Aumentamos nuevamente la velocidad de la lancha e iniciamos la búsqueda. Cerca de una hora después, avistamos a la distancia las espumillas que delataban la presencia de un pez grande. Yo, desde el tangón, tenía la mejor vista y prontamente pude distinguir con claridad el cuerno en forma de espada que cortaba aire y mar. Desde aquí se dominaba ampliamente el escenario donde se llevaría a cabo este acto con apariencia de torneo, de combate.
-¡Allá va la albacooooraaa! -grité eufórico.
Mauricio aceleró con mayor fuerza el motor, a toda marcha. Nos íbamos aproximado a ella rápidamente.

La persecución, esa carrera, la emoción de cazar, la sangre, la adrenalina, me hacían sentir la vida, pues, como sutil ironía, ir en pos de la albacora y tener la certeza de que la iba a matar, era cada vez más interesante. Lo de siempre: la vida con un sentido distinto, pero mejor que abrir una lata de cerveza, y luego otra, y luego otra; y el afán de asfixiarse con el humo del tabaco e idiotizarse con el exceso de yerba; y esperar que venga una mujer mina-de-oro con grandes virtudes y superlativas ganas de culear... (decir hacer el amor me resulta sinceramente siútico), sin provocarme ninguna alteración por las mañanas al despertar o en la noche antes de dormirme; y, por último, salir de toda esta lata agarrándolas con la propia mujer cuando está pesada, malhumorada, desagradable y menstruática, diciéndole déjate de majaderías, y ver aparecer en su rostro una mal disimulada sonrisa acompañada por una expresión facial de íntima satisfacción y complacencia.

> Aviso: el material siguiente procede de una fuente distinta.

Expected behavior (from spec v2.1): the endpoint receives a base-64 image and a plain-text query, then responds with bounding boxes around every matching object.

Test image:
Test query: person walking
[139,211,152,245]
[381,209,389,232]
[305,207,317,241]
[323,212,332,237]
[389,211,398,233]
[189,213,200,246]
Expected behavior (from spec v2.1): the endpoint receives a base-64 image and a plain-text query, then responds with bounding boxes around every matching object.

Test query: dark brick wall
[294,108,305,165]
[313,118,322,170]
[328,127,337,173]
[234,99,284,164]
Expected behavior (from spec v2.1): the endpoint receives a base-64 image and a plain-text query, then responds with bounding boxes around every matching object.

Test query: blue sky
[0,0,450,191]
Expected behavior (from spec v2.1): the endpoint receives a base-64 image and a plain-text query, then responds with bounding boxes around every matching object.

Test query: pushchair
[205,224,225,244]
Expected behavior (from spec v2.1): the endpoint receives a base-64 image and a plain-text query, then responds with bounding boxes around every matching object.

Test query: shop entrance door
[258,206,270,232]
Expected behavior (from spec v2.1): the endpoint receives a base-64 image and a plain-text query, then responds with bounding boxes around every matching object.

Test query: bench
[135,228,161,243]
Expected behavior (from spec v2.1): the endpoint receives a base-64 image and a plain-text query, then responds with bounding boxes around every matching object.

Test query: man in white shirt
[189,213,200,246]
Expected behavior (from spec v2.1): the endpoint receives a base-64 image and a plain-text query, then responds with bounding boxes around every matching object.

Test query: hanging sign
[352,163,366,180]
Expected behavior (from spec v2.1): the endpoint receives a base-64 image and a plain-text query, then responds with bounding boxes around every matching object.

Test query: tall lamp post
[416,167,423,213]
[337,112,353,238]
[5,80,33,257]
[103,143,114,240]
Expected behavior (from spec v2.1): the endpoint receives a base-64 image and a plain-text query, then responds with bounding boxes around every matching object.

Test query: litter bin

Ya estábamos encima de la albacora, a la par casi. Allí estaba su piel lustrosa, siempre mojada, su espada inútil para este lance, sus fuertes aletas y su desconcierto. Iba dejando estelas celestes que se dispersaban raudas por el atropello nuestro. Pude ver cada vez más cerca de mí el brillo de su cuerpo aguado. Era un espécimen joven y hermoso. Miré de reojo para ver si el cabo no se encontraba enredado y lancé con toda la potencia que pude y mi mejor puntería el arpón, sacando el brazo como un lanzador de jabalina; aunque el mío fue un tiro corto, curvo, preciso, efectivo. La mariposa, con su afilada punta de acero, se introdujo en el cuerpo del pez, lacerando sus carnes, que dejaron escapar gruesos hilos de sangre muy roja. La albacora reaccionó de inmediato. Comenzó a luchar por su vida iniciando una feroz carrera enfrente nuestro. Nosotros soltábamos el cabo. El pez, desesperado, se hundió en el mar perdiéndose por varios segundos, apareció, volvió a sumergirse; y así, hasta que fue agotando sus energías; y cuando ya quedó a flor de agua y su resistencia era cada vez más débil, le grité a los hermanos: ¡Recojan la sogaaa!. Pausados, pero con decisión, los tres fueron acercando la albacora por estribor y con sus ganchos la subieron a bordo.

El pez espada agonizaba y moría lentamente, como un príncipe encantado. Al verlo allí y ver finalizado su destino, me causó un poco de tristeza. Pensé unos momentos y luego tuve un pensamiento que me hizo reír.
-Raúl -llamé.
-Dime -me respondió él.
-¿Le has dicho alguna vez a tu mujer que no sea majadera? ¿Qué se deje de majaderías?
-¿Qué se deje de qué? -preguntó Raúl preocupado de su trabajo.
-¡De majaderías!
-No le hagas caso -interrumpió Alfredo-, se lo ha llevado hablando puras huevadas esta mañana.
-Es cierto –acepté-. ¿Y cómo nos fue?
Mis amigos me felicitaron por la faena y me prometieron un festejo para cuando volviésemos a puerto.
-Y decirle a ella -pensé-: déjate de majaderías..., amor, para puro disfrutar de esa mal disimulada sonrisa y de esa expresión facial de íntima satisfacción y complacencia. ¡Ja! ¡Jaaa, ja, ja, ja!